Each of the sea mammals had been named by the volunteers and staff who brought them. Gary Christmas, a California sea lion, peered with large almond-shaped eyes through the top bars of his crate, his body arched and nose in the air.
Jack Furst, a tiny northern fur seal pup, stayed still and silent.
Garnet, a small sea lion, had a plastic bag wrapped around his head, his small body lying in a curve at the bottom of the crate. He was dead.
Sea lions give birth in summer on the Channel Islands off the coast of Southern California. The pups then nurse from their mothers for nearly a year. Normally, sea lion mothers go out to hunt for fish for two to four days, eat, come back and nurse their pups, and go back out for more food. In 2015, however, scientists found that mothers were gone for much longer time periods and nursing for much shorter ones.
“Eventually the pups were like, ‘I need more,’” Johnson said. “They’re taking the big plunge into the big ocean because they’re starving to death.”
Only half the usual number of sea lion pups were born off the California coast in 2015, Johnson said. And the sea lion and northern fur seal pups born on the Channel Islands in 2015 had among the lowest weights recorded in more than 40 years, according to a recent NOAA press release. It is exactly those underweight pups who throw themselves into the ocean seeking food and later wash up on beaches, rescuerssaid.
Animals rescued from the beaches of northern California — or the occasional one that wanders onto the streets of San Francisco — often end up in the Marine Mammal Center’s outdoor pens, which are equipped with pools and warming mats. Veterinarians and a small army of volunteers feed the animals herring caught in Alaska. If the animals can’t eat, they are tube-fed a smoothie made of herring, salmon oil and sometimes milk powder. There is a strict no-talking rule among staff and volunteers — so that the animals don’t become too accustomed to humans and thus have better chances of survival when returned to the ocean.
2016 could be as bad or worse
Though 2015 was a record year, the warming of parts of the Pacific Ocean and the resulting deleterious effects on seals and sea lions began before the onset of the current El Niño effect.
An area of warm ocean water many scientists call “the blob” began forming off the U.S. West Coast in 2013. A second area of warm water — unofficially referred to in come circles as “El Blobo” — has formed off Mexico, said Toby Garfield, director of the environmental research division at NOAA.
“In these two patches of warm water we were getting surface temperatures that were up to three to four degrees centigrade warmer than normal,” Garfield said. “A lot of the forage fish that the sea lions and fur seals were going after migrated outside of their regular areas.”
The warm water also likely contributed to the largest toxic algae bloom ever recorded.
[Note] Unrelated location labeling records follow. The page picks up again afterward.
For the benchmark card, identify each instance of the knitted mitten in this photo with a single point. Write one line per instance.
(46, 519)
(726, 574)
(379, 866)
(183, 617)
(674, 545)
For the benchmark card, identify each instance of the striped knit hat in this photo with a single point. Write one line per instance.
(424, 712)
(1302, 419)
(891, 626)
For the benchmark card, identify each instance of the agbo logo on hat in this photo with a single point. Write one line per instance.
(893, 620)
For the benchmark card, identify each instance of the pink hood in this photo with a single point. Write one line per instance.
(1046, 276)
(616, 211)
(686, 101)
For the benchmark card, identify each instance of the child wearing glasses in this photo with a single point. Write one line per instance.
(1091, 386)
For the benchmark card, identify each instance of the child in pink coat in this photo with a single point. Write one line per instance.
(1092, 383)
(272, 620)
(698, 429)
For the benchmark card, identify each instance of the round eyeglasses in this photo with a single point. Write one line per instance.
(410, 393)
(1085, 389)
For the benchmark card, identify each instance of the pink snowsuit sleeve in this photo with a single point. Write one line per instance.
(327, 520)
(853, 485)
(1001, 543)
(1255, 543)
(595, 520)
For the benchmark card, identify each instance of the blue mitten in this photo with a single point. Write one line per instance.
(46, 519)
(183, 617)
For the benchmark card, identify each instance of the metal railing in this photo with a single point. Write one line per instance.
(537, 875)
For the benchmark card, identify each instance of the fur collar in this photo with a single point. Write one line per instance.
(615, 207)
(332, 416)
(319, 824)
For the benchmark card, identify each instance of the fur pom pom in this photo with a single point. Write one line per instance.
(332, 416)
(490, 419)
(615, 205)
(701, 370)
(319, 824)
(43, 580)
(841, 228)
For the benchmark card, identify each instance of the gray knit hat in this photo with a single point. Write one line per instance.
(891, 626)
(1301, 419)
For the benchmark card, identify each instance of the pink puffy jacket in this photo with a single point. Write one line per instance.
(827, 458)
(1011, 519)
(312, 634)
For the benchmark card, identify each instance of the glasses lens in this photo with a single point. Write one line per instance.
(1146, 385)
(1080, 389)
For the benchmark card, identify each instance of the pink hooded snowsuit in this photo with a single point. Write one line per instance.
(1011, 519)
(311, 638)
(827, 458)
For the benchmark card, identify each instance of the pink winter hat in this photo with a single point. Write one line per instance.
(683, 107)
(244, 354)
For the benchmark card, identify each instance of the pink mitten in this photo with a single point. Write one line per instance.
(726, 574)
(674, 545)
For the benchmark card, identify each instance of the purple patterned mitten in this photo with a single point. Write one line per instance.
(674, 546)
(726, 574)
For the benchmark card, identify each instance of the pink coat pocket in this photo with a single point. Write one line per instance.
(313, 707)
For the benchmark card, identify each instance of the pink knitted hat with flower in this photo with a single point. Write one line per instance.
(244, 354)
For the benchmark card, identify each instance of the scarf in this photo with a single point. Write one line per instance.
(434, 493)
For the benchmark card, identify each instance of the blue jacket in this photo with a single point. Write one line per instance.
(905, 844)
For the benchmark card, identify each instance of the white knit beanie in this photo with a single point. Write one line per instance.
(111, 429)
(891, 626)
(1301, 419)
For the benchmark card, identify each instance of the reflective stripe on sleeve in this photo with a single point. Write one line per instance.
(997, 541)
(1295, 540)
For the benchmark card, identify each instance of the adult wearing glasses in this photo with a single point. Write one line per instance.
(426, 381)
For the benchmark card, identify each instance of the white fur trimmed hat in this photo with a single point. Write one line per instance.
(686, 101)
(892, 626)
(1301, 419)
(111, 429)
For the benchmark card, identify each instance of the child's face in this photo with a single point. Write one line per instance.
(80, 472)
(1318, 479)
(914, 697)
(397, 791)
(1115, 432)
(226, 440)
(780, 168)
Pseudo-nitzschia, a type of algae that produces domoic acid, was both more plentiful and produced domoic acid with a higher toxicity, according to Garfield. When this algae makes its way up the food chain, domoic acid can cause seizures and other brain problems, mostly in sea lions. Sea lions with domoic acid poisoning have only about a 30 percent survival rate at the Marine Mammal Center.
The cyclical El Niño weather pattern, characterized in part by warm ocean water, began in fall 2015 and is expected to last well into 2016. It is unclear exactly how this will affect pinnipeds on the West Coast, but veterinarians at the Marine Mammal Center are bracing for the worst.
“If it continues, if this is the new normal, the sea lion population and the fur seal population in California are going to have severe drops in their overall population,” Johnson said. With fewer fish to hunt in their usual waters, he said, “they’re going to have to adapt.”